In a study of children in a Brazilian shantytown, researchers found that the greater the number of episodes of persistent diarrhea before age two, the more delayed a child was in terms of school readiness. Overall, each episode of diarrhea delayed a child’s starting school by 0.7 months. Likewise, 6-10 years later, increasing episodes of diarrhea before age two predicted delays in age-appropriate educational attainment.
A prospective case-control study conducted in several developing countries found that children with moderate-to-severe diarrhea grew significantly less in length in the two months following their episode compared to age- and gender-matched controls.
A study of the economic burden of cholera in Africa found that 110,837 cases of cholera reported in 2007 resulted in an economic loss of $43.3 million, $60 million and $72.7 million US dollars, assuming life expediencies of 40, 53 and 73 years respectively.

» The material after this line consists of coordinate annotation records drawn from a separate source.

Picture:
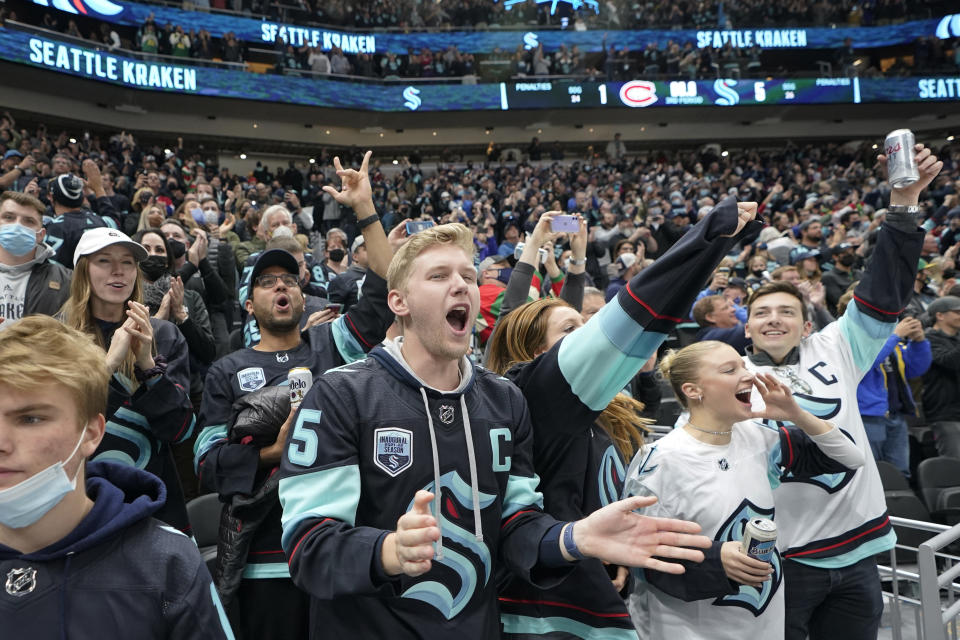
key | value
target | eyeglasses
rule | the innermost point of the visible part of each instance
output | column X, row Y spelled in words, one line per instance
column 796, row 383
column 269, row 280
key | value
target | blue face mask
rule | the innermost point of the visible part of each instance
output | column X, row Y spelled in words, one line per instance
column 25, row 503
column 17, row 239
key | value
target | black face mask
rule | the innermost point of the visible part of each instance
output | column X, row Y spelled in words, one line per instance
column 154, row 267
column 177, row 248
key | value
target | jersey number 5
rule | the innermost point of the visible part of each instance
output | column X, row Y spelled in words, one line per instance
column 303, row 444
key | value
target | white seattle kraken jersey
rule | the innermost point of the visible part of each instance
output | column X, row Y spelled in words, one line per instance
column 834, row 520
column 720, row 488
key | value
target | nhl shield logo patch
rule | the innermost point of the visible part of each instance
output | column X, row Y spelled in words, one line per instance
column 20, row 582
column 251, row 379
column 393, row 450
column 446, row 413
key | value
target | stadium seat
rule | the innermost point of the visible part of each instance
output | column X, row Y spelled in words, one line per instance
column 891, row 478
column 204, row 514
column 934, row 476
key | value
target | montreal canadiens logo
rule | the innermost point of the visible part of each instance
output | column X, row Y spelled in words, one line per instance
column 638, row 93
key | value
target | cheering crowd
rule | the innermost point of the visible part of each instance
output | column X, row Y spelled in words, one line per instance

This paper presents the first cost-benefit comparison of improved water supply investments and cholera vaccination programs. The modeling results showed that improved water supply interventions combined with targeted cholera vaccination programs are much more likely to yield attractive cost-benefit ratio outcomes than a community-based vaccination program alone.
In Malawi, in 17% of cases where children were admitted to the hospital, and in 9% of cases where children were treated as outpatients for diarrhea, household costs associated with treating that episode, exceeded monthly income in a significant number of cases. The costs were significant enough to push families from each income level below the national poverty line for the month in which the illness occurred.